Suzhou (Jiangsu) – Duo Na, vendeuse d’amour virtuel

A Suzhou (Jiangsu), Duo Na, lycéenne de 17 ans, partageait ses jours entre trois activités : assister aux cours (qui l’ennuyaient, puisque même avec un an d’avance, elle comprenait tout dès la première phrase du professeur), surfer sur internet, et répondre aux appels incessants des copains sur son smartphone, implorant la solution de l’exercice de maths ou de physique, ou des idées pour la rédaction. Elle était née meneuse : son charisme la faisait chaque année réélire déléguée de classe – hors de l’école, tous la réclamaient.

Ses ami(e)s s’épanchaient sur les petites choses de la vie : la sévérité d’un père, la trahison d’une meilleure copine, surprise main dans le sac en train de chiper son petit ami… Duo Na avait la solution à tout, savait écouter, excellait à réconcilier, orienter, calmer.

La nuit, enfin seule, elle dévorait les forums sociaux sur la toile, ou lisait l’un de ces dizaines de romans postés chaque jour par des auteurs néophytes. Et c’est ainsi qu’un beau jour de printemps 2013, elle tomba sur « mon boyfriend sur GSM », opuscule mal écrit mais fourmillant de stimulantes anecdotes amoureuses, et d’une idée si ingénieuse que la fille en perdit toute envie de dormir pendant trois jours L’auteur avait imaginé une fille aux 10 amants, tous par téléphone, service virtuel qu’elle faisait payer. L’innovation tenait à la définition de l’amour, le produit vendu : il était strictement platonique, cadré dès le 1er appel par la meneuse de jeu : la moindre demande d’adresse, le moindre appel à rendez-vous ou propos scabreux causerait la rupture. Or à en croire le roman, cette exigence, loin de rebuter les garçons, les attirait par dizaines.

D’emblée, Duo Na avait vu l’opportunité qui se dessinait, le service qu’attendaient les élèves autour d’elle. De plus, elle le voyait bien, copains et copines ne savaient que faire de leur temps, et manquaient d’argent de poche. De tous ces ingrédients, elle allait faire un cocktail détonnant – le clou de l’année sur internet.

En même temps, de nombreux services similaires florissaient sur Taobao, le portail commercial d’Alibaba – l’idée était donc bien dans l’air du temps.
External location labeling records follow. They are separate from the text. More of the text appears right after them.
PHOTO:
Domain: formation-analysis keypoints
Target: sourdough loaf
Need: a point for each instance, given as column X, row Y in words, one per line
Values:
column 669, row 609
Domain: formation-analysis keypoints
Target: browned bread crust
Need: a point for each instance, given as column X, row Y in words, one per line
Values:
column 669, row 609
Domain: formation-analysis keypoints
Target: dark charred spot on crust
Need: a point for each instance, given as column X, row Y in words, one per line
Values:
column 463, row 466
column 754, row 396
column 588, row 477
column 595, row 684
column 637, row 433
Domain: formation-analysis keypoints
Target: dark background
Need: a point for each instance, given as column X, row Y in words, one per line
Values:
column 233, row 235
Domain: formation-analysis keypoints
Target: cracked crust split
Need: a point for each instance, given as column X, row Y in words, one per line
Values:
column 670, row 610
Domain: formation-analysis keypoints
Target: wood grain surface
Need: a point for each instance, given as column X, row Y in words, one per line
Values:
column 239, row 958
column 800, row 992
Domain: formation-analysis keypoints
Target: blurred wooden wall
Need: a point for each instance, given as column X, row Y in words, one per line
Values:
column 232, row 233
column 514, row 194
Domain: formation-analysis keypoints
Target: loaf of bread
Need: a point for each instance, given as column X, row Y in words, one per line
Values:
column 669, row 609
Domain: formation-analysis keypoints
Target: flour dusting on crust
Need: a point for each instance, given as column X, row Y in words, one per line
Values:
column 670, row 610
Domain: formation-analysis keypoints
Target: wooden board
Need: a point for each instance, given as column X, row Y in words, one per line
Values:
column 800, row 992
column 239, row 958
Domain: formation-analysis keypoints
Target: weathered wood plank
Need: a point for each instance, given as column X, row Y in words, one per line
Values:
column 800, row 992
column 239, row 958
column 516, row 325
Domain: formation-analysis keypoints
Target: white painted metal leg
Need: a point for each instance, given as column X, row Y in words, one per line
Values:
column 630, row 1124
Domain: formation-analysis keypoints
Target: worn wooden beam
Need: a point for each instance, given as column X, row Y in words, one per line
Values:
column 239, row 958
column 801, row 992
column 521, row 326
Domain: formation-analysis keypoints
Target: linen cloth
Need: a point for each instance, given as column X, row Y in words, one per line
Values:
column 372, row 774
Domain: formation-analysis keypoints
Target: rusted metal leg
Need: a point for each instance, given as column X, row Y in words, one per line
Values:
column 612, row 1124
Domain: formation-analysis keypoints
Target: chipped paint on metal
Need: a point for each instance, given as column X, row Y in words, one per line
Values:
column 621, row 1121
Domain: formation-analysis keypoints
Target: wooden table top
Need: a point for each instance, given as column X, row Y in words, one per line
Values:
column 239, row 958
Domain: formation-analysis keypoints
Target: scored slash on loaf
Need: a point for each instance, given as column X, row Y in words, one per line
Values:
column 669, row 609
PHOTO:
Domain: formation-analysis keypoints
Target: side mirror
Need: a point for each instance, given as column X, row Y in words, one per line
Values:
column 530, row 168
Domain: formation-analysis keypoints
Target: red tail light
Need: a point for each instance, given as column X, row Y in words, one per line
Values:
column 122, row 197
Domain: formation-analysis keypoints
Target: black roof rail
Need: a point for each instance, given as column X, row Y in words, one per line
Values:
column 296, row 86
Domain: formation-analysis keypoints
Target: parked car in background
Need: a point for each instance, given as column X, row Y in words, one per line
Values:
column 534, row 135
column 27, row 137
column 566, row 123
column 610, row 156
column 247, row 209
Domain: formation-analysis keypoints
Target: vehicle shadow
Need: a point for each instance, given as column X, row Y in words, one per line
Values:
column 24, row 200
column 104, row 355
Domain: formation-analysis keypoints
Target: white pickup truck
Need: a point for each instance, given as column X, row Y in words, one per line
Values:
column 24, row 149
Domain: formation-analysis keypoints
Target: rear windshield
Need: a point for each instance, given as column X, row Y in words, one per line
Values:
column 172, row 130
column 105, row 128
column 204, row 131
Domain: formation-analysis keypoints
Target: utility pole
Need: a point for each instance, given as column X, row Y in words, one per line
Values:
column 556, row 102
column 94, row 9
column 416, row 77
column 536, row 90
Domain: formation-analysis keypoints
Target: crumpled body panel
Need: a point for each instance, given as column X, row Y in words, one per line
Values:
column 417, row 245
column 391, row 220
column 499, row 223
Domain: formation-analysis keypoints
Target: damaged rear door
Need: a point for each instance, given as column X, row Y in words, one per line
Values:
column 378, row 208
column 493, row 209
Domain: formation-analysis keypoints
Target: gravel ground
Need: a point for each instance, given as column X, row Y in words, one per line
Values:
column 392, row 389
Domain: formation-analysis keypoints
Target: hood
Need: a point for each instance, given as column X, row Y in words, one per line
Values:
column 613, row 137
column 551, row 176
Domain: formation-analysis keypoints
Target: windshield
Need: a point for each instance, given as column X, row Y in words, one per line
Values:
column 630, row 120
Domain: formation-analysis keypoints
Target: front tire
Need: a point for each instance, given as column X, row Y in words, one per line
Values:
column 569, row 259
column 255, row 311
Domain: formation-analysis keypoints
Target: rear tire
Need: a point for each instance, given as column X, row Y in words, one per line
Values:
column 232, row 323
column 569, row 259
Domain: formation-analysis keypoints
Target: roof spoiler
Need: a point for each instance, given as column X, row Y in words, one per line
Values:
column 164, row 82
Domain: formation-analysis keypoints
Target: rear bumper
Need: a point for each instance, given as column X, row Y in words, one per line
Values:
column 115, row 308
Aussi notre lycéenne recruta comme téléphonistes la moitié de sa classe et ouvrit dare-dare Hello baby, son agence d’amour virtuel à 20 ¥ par jour.

Il ne lui fallut pas longtemps pour constater qu’elle avait vu juste : de 6 à 7 appels le 1er jour, Hello Baby était passé à 500 au bout d’un mois. Pour suivre la demande, elle dut étoffer sans cesse son réseau d’amants (via Taobao, à travers toute la Chine) d’abord à 60, puis à 200, tous sélectionnés sur leur joli visage (pour la photo sur le site) et la chaleur de leur timbre vocal. Pour raffiner l’offre, elle dut aussi diversifier ses employés par personnalité : quiconque cherchait une fille pouvait choisir entre « poupée, pétulante, femme mure » ou « fille d’ à côté ». Le garçon lui, pouvait se présenter « sous l’uniforme, jeune premier, chef d’entreprise ou tonton qui console ». Payable d’avance par carte, la commission retombait en espèces sonnantes et trébuchantes dans les escarcelles de Taobao (10%), de l’amant(e) et de Duo Na (45% chacun).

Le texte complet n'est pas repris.